A Conservative MP has lodged a bill to ban the use of cages in egg production in the UK, which are still used for about half the national flock. A commitment to phase out their use was contained in the last Conservative election manifesto; however, the industry has said any ban would also have to apply immediately to imports of eggs and egg products.
Meanwhile, campaigners are calling for UK chicken consumption to be reined in and for an immediate ban on new intensive poultry sheds. They cite the damaging impact that soya, grown in South America but fed to UK chickens, is having on the world’s climate and on wildlife in the countries where it is produced. The UK produces about a billion chickens a year, the great majority of which are reared in indoor units.

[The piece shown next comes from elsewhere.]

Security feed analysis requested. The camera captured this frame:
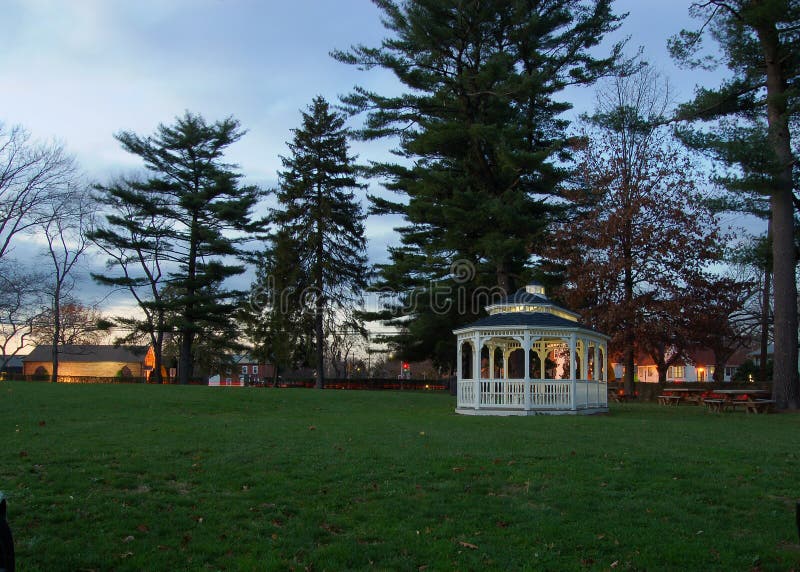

Vegan activists have blockaded one of the UK’s major dairy distribution plants, demanding that owners Arla become plant-based by 2025. A report from Arla, a farmers’ cooperative, found its dairy farmers were producing milk with a carbon footprint around half the global average. It said it intends to reach net zero emissions by 2050.
More than 100,000 people have signed a petition calling on retailer Marks & Spencer to stop labelling its farmed salmon as “responsibly sourced”, which they say is misleading because of pollution, overfishing and animal welfare concerns. In response, M&S has said its salmon is reared to globally leading standards, backed by multiple farm audits from independent bodies, including RSPCA Assured.
From the Animals farmed series
Four powerful companies control more than 80% of the US beef market. Sarah Mock examined how the “big four” grew into behemoths and asked whether President Joe Biden will be successful in his efforts to take on the meat giants and increase competition in the industry.
Politicians in the Netherlands – which has one of Europe’s largest livestock industries and is also the EU’s biggest meat exporter – are considering radical plans to force hundreds of farmers to sell up and cut livestock numbers, to reduce damaging ammonia pollution.
Globally, 20 livestock companies are responsible for more greenhouse gas emissions than either Germany, Britain or France – and are receiving billions of dollars in financial backing in the process, according to a new report by environmental campaigners.
Sophie Kevany reported NGOs’ concerns that ships and lorries carrying livestock are being used to smuggle drugs and other contraband. And Summer Sewell revealed how an immigrant workforce is keeping America’s dairy industry going as it shifts to ever-bigger intensive units.
Hundreds of cosmetics products sold in the UK and Europe – including moisturisers, lipsticks, hair conditioner and sunscreen – contain ingredients that have been tested on animals, despite bans that outlawed such testing years ago, according to a new analysis.
On the Guardian’s Global Development site, Emma Naluyima Mugerwa and Lora Iannotti warned that growing criticism of industrial farming in the west threatens to undermine support for livestock in the developing world. “Sustainable, profitable livestock farming is a powerful option for … a way to better health and a better life,” they wrote.
Finally, farmer Chris Newman from northern Virginia talked to writer Taylor Moore as part of Guardian US’s Green Light series about why feeding people needs to be at the heart of sustainable farming. In Newman’s words: “How is it sustainable if only 1% can afford your food?“
Share your stories and feedback
Thank you to everyone who has been in touch to share their thoughts on the series. Reader Matt Sapero writes to ask whether, after its pledge to renounce fossil fuel advertising, the Guardian will also reject all non-vegan food ads, as: “… animal agriculture creates at least as much greenhouse gas, mainly methane, as fossil fuels“.
And, responding to our report on greenhouse gas emissions from meat and dairy farms, Zsuzsanna Kovacs says: “There is no question that large numbers of animals squeezed into small spaces cause all kinds of emission problems, to name only one problem. However, the problem with these articles is that animals get blamed, not management practices.”